I think you have confused the terms epoch and step. If you have trained for one epoch it usually refer to having run through all the data. For example: If you have 10.000 samples, then you have put all 10.000 samples (disregarding randomized sampling of the samples) through your model and taken a step (updated your weights) each time. To fix: Run your network for much longer: nn.fit(X_train, y_, lrate, epoch*len(X)) Bonus: MatLab's docs translates epochs to (iterations) here which is misleading, but comments on it here which is basicly what I wrote above.

I believe I've found the problem.

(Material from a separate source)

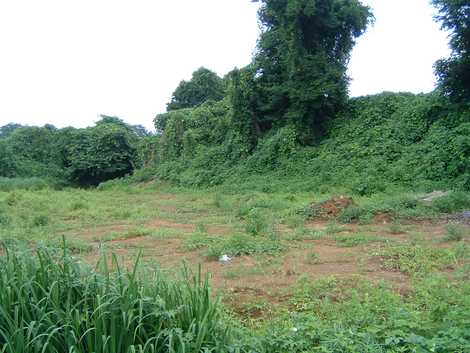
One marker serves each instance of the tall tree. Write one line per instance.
(204, 85)
(454, 73)
(301, 61)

This was a combination of the dataset itself (this problem didn't occur with all data sets) and the way in which I scaled the data. My original scaling method, which processed results between 0 and 1, was not helping the situation, and caused the poor results seen: # Normalise input data between 0 and 1. X -= X.min() X /= X.max() I've found another scaling method, provided by the sklearn preprocessing package: from sklearn import preprocessing X = preprocessing.scale(X) This scaling method is not between 0 and 1, and I have further investigation to determine why it has helped so much, but results are now coming back with an accuracy of 96 to 100%. Very on-par with the MATLAB results, which I figure is using a similar (or same) preprocessing scaling method. As I said above, this isn't the case with all datasets. Using the built in sklearn iris or digit datasets seemed to produce good results without scaling.